The greening of the Douro Valley

Published by Sally on July 5, 2011

Quinta do Roeda

Quinta do Roeda

A decade ago, the Douro vineyards were a brown, bare-earthed environment, where patches of dry, Mediterranean climate-adapted scrubland juxtaposed with bare earth beneath vines. As Rui Cunha, of Secret Spot wines said “the notion of a good vineyard was one without vegetation.”

But whilst perception may be of an arid, brown environment, the Douro is not uniformly dry, nor brown.  Rainfall is around 900mm in the west, near Regua, plentiful for vine growth, to around 400m in the east near the Spanish border, which is extremely dry.  This means there is enough moisture to make powdery mildew an annual issue and downy mildew a less regular issue in much of the valley, so spraying to keep vineyards clean was normal practice.

This picture is changing as producers get to grips with reducing regular herbicide use, farming more sustainably, and looking for options to deal with arguably the region’s biggest problem – erosion.  

Combating soil erosion is crucial not only because slopes are steep, but also because vineyards are pretty much the only form of livelihood for many subsistence farmers, so its preservation is essential.  Paul Symington, managing director of Symington Family Estates, makers of Graham’s, Cockburn’s, Warre’s, Dow’s ports, summarised the Douro environment as one of “unproductive soil, steep slopes and a monoculture of 44,000 hectares of vineyards. It’s a tough environment.”

An attempt to make it less tough in the 1980s saw the development of earth-banked terraces – patamares – which may have been easier to cultivate using machines, but the bare-earth slopes are hugely susceptible to erosion during winter rains and summer winds. Cunha said these terraces were “two rows of vines, and an earth slope without stone. But you get erosion, and you get irregular maturity on the two rows: hot sun on outside, higher humidity on inside. So you need more herbicide, which results in more erosion” in a vicious cycle.
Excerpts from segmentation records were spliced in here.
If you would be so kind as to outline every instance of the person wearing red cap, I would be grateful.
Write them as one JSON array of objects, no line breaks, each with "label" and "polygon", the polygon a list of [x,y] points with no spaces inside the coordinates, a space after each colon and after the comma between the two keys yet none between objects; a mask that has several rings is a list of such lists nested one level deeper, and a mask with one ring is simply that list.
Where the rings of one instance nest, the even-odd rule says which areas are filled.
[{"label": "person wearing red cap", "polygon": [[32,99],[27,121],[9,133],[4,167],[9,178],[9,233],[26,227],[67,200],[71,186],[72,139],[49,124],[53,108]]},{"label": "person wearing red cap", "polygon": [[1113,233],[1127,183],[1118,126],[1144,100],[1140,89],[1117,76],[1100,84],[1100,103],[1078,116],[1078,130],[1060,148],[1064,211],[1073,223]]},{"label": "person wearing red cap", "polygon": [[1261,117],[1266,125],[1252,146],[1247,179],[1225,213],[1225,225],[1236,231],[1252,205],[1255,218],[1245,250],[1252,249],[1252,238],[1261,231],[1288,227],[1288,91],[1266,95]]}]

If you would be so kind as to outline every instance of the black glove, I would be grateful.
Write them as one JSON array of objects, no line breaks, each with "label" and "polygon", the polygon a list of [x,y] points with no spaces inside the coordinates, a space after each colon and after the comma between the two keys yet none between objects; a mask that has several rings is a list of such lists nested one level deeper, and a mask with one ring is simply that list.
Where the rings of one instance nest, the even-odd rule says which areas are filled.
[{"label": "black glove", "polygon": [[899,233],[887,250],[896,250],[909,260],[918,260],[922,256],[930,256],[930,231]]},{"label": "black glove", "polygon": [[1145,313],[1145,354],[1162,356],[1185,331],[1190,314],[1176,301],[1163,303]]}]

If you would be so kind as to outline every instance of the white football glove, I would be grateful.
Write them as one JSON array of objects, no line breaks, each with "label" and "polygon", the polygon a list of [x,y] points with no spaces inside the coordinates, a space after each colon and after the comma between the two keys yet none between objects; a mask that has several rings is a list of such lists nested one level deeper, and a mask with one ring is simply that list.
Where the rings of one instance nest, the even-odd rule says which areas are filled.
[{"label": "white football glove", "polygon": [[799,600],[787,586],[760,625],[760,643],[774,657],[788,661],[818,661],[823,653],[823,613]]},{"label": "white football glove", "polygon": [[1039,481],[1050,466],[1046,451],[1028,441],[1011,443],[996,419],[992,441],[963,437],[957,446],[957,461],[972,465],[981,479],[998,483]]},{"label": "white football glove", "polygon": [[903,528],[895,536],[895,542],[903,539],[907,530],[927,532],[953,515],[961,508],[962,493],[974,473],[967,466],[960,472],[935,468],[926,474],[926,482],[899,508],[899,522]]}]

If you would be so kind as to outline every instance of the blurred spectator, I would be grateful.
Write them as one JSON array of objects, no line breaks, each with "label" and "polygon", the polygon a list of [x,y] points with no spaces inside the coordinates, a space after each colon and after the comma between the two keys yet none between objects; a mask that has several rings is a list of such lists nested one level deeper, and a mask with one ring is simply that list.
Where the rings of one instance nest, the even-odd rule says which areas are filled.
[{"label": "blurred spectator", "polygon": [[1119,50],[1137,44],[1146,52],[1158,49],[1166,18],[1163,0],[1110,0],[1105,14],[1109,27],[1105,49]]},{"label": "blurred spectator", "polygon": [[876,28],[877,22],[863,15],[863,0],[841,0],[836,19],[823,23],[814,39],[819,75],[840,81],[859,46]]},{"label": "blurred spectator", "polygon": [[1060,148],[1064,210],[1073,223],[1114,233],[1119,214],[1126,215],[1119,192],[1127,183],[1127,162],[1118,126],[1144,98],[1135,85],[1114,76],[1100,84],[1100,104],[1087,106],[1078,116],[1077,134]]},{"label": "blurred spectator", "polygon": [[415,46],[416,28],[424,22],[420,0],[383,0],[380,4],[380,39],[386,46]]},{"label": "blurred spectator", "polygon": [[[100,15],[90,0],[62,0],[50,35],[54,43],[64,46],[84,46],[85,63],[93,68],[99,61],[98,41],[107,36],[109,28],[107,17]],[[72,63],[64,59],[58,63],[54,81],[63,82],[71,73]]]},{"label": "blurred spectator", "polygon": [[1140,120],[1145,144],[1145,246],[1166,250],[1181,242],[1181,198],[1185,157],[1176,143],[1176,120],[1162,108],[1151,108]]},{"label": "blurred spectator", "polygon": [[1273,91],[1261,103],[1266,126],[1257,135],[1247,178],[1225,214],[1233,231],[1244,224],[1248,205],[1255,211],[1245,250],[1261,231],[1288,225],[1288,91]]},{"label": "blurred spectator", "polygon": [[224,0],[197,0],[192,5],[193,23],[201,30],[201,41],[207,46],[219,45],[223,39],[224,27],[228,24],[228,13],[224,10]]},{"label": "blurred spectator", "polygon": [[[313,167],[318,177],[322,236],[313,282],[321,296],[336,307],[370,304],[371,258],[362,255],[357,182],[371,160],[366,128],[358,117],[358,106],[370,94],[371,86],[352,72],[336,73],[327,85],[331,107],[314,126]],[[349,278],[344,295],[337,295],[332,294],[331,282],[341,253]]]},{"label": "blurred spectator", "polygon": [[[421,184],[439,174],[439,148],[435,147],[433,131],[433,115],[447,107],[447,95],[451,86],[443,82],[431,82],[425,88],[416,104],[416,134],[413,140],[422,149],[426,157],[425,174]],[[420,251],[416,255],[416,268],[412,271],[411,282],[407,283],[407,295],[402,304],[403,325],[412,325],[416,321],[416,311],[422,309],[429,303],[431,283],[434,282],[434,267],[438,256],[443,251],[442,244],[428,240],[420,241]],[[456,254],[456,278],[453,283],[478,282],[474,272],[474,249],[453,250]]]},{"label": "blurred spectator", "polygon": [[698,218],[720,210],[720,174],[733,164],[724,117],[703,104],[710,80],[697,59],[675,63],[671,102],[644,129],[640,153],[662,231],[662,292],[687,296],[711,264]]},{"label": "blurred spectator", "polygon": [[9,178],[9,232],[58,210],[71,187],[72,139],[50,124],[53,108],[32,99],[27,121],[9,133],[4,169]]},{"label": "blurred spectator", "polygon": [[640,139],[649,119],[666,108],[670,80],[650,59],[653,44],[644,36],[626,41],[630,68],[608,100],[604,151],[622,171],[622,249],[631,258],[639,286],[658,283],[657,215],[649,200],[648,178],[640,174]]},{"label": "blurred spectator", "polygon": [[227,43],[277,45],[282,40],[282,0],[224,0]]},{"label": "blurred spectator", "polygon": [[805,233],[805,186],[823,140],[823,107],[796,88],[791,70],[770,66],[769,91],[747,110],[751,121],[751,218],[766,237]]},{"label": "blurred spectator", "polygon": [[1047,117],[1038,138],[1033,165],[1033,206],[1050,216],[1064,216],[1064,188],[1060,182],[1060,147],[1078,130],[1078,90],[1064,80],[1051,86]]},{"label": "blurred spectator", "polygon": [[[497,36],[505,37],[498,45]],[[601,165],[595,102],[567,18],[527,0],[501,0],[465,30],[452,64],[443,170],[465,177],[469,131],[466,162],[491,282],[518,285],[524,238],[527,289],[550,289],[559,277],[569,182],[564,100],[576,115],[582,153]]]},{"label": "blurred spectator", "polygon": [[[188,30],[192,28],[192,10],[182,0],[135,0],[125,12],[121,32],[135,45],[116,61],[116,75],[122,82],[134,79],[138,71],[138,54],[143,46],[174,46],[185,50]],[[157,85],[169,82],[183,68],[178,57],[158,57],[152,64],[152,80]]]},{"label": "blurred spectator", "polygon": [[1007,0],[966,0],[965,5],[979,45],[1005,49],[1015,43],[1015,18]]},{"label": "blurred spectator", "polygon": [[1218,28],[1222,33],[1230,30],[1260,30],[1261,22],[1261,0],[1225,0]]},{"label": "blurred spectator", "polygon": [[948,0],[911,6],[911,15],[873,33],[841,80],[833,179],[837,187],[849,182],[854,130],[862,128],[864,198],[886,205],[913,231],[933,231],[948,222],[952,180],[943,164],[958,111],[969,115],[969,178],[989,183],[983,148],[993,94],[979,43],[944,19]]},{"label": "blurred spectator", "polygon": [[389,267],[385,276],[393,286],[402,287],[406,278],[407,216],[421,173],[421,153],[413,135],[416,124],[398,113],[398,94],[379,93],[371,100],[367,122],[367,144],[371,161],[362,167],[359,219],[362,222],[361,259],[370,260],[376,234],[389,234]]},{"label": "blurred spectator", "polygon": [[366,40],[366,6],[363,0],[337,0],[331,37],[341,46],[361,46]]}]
And with the modern ‘up and down’ planting, Cunha said “more than 20% slope and you get erosion, or it’s difficult for a tractor” to pass. 

It is the original stone terraces with wall and flat vineyard surface  that are the best ‘anti-erosion’ terracing system, but there are not so many of these.

With and without cover crop

With and without cover crop

Cover crops are the simple solution of combating soil erosion. Plant roots help bind the soil, and provide a close-to-ground wind break. Symington said “we thought the cover crop would compete with the vine for humidity.  We have to mow it, and in summer it dies down. There’s a lot of wind in summer every day, and the dry stubble breaks up the wind and doesn’t let the wind erode so much.”

At the Fladgate Partnership, makers of Taylor’s, Croft and Fonseca ports, their viticulturist Antonio Magalhães said “the wind helps to keep vegetation healthy, but causes havoc on un-rooted soils.” They are using red clover because “in winter it protects against erosion. It keeps more life and water in the soil. At the time of budburst, we need the water for the vine, so we mow the vegetation. Then at the end of April, beginning of May, the vegetation dies naturally. It protects against erosion and doesn’t need water.“

The dying down of the cover in summer is key so as not to compete with the vines for reserves of water. Alves de Sousa of Quinta da Gaivosa said his cover crop was “ideally spontaneous vegetation, or we use something from the bean family to fix nitrogen, or with a cereal that doesn’t compete with vineyard needs because the cereal dies in summer.”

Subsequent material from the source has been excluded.